System Architecture¶

Planned improvements to the data layer and application backend: TimescaleDB for OHLCV, SQS for background tasks, Redis sorted sets for worker tracking, and global rate limiting.

Triggers by user count

User Count	Architecture Change	Business Value
1K	Rate limiting middleware for all endpoints	Prevents per-user abuse beyond webhooks
5K	SQS for email notifications and audit log writes	Durable delivery; no lost tasks on API restart
10K	SQS for all background tasks; Redis sorted set for worker tracking	Remove O(N) key scan bottleneck; offload all async work from API hot path
Any	TimescaleDB for OHLCV candle storage	Shared historical data across users; enables in-app backtest product feature

TimescaleDB for OHLCV Candles¶

The backtesting engine currently uses local .npz files for historical data.
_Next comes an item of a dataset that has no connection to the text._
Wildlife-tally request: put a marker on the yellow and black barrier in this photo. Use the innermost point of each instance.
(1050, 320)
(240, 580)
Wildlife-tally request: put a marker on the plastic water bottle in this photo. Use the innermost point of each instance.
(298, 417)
The planned migration to TimescaleDB enables:

graph TB subgraph current["Current"] CCXT["CCXT Fetch"] --> NPZ["Local .npz Files"] NPZ --> Backtest["Backtester"] end subgraph future["Planned"] Ingest["Ingestion Pipeline"] --> TS["TimescaleDB<br/>Hypertables"] TS --> API2["REST API"] API2 --> Backtest2["Backtester"] TS --> Resample["Continuous Aggregates<br/>(1m → 5m → 1h → 1d)"] end

Key Features: - Hypertables: Automatic time-based partitioning for OHLCV data - Compression: 10-20x compression for historical data - Continuous Aggregates: Pre-computed resampling (1m → higher timeframes) - DataSource Protocol: Swap DiskSource for TimescaleSource — zero backtester changes

Application (Backend) Improvements¶

SQS for All Background Tasks¶

Task Type	Current	Future	Trigger
Order fill verification	SQS FIFO (deployed)	SQS FIFO	—
Email notifications	BackgroundTasks (in-process)	SQS	5K users
Webhook logging	BackgroundTasks	SQS	10K users
Audit log writes	Synchronous	SQS	10K users

Why Migrate?

FastAPI BackgroundTasks run in-process — if the API task crashes or restarts, pending background tasks are lost. SQS provides durable, at-least-once delivery with DLQ for failed messages.
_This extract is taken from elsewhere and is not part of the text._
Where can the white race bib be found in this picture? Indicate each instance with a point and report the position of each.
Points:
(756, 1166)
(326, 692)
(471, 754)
Redis Sorted Set for Worker Tracking¶

Replace SCAN pattern for orphan detection with a Redis sorted set:

Current	Future
`SCAN` all `worker:active:*` keys	`ZADD worker:all {timestamp} {user_id}`
O(N) full key scan	O(log N) sorted set operations
Slow at 10K+ keys	Fast at any scale

Rate Limiting Middleware¶

Currently rate limiting is per-user at the webhook level. Planned: global rate limiting middleware for all endpoints:

Per-IP rate limiting (complement to WAF)
Per-user rate limiting across all endpoints
Configurable limits per endpoint group
Redis-based sliding window (already implemented for webhooks)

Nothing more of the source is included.